Mrs. May is a fickle opportunist who acts on impulse and grudges rather than conviction:
She backed “remain” in the referendum, expressing strong personal support for the Single Market, and then, as soon as the chance arose to become PM, did a complete U-turn, turning her back on the advice that she herself had given to voters: she was a traitor to her own declared beliefs and never said sorry to anyone.
She stated that she would not call a snap election, and then did a sudden U-turn also on this, after a week-end walking with her husband.
She calls for Britain to reclaim sovereignty, and then does her best to exclude Parliament – the institutional locus of British sovereignty – from playing its due constitutional role in the most important policy decision of recent years.
She exhibits autocratic tendencies, not only in this disdain for parliament, but also in relation to human rights and the rule of law. Like many insecure people in high places, she is intolerant of dissent even amongst her fellow-travellers.
Before she has even started to negotiate with the EU, she needlessly ruffled the feathers of her opposite numbers.
Beyond all of this, Mrs May must be targeted for:
Continuing to reiterate her statement that “No deal is better than a bad deal”. The united opposition should challenge this with a claim that “Remain is better than a bad deal!”.
Interpreting “the will of the people” as widespread support for a self-harming super-hard Brexit.
Failing to acknowledge that she has run around the world hunting for new trade deals and has drawn a blank, except for selling more arms to dictators.

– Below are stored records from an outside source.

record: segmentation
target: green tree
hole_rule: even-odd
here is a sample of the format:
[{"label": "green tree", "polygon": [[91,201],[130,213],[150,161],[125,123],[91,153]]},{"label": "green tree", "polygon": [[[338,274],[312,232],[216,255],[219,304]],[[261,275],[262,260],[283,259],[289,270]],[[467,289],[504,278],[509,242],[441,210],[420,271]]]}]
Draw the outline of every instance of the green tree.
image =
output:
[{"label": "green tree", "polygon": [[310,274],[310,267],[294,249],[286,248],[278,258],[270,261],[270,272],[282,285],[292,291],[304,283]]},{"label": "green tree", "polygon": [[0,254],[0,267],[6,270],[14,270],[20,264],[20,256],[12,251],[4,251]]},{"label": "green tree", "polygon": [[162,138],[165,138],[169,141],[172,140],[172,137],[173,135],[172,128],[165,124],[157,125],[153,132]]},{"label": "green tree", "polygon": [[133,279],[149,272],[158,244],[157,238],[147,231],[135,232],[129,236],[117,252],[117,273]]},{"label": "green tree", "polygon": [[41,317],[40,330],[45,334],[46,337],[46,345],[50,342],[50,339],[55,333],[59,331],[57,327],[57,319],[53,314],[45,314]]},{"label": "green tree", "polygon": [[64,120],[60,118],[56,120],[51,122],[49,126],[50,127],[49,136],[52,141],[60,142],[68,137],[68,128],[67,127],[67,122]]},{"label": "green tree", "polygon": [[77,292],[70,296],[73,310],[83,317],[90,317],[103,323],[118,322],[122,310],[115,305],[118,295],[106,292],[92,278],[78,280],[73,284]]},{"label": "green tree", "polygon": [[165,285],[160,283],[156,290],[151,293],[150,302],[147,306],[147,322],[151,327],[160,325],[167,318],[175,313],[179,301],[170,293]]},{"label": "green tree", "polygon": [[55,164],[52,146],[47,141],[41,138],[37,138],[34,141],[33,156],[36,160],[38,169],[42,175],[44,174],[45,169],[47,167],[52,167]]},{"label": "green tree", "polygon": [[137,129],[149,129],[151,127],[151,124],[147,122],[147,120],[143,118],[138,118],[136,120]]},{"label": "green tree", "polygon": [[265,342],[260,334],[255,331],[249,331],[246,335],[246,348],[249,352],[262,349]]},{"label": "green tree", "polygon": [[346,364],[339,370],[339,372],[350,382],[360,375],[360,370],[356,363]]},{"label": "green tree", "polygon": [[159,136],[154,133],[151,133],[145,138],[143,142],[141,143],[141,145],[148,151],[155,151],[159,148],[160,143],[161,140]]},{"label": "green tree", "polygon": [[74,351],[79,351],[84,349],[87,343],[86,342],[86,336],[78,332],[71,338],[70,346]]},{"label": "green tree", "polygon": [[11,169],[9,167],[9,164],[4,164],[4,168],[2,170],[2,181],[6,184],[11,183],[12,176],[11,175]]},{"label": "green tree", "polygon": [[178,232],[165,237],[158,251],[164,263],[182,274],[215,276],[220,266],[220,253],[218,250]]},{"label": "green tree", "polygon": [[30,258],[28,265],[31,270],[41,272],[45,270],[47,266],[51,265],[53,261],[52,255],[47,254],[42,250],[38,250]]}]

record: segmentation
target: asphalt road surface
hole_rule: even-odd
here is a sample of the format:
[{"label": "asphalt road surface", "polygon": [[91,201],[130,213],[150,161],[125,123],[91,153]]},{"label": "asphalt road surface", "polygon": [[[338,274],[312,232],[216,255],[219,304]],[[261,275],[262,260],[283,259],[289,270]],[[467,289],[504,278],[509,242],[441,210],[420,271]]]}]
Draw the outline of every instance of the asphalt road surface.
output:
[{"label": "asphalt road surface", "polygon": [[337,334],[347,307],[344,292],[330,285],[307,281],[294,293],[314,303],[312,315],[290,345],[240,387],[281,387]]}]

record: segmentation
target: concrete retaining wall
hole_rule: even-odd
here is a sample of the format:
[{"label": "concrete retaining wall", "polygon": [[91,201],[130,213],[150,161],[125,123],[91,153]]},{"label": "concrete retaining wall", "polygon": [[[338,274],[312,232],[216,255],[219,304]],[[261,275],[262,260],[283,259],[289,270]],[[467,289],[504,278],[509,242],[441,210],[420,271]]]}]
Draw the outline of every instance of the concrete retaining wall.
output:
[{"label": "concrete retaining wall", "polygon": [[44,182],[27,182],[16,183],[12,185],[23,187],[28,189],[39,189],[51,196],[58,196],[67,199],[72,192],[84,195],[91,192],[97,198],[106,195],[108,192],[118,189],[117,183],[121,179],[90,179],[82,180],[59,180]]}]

Allowing her personal gripes to call for Britain to leave the jurisdiction of European Court of Justice and – eventually – the European Court for Human Rights, run by the Council for Europe.
Failing to do anything to temper the wave of hate crimes against foreigners and religious minorities in Britain.
Failing to confirm the rights of EU national residents in Britain ahead of negotiations on a new agreement.
Muzzling her MPs to prevent them from representing their constituents in the decision to invoke article 50.
Happy to call an election but unwilling to defend her policies in a television debate.
- And so on……
The verdict is that Theresa May is not fit to be entrusted with setting the course of British history for coming generations.
She must, at all costs, be sent packing from Downing Street on 8th June. And the only way to be sure that this will happen is for the progressive parties to combine forces for the next 4 weeks.
By combining forces, the progressive opposition parties could put forward an outstanding group of candidates to successfully challenge May and all her friends.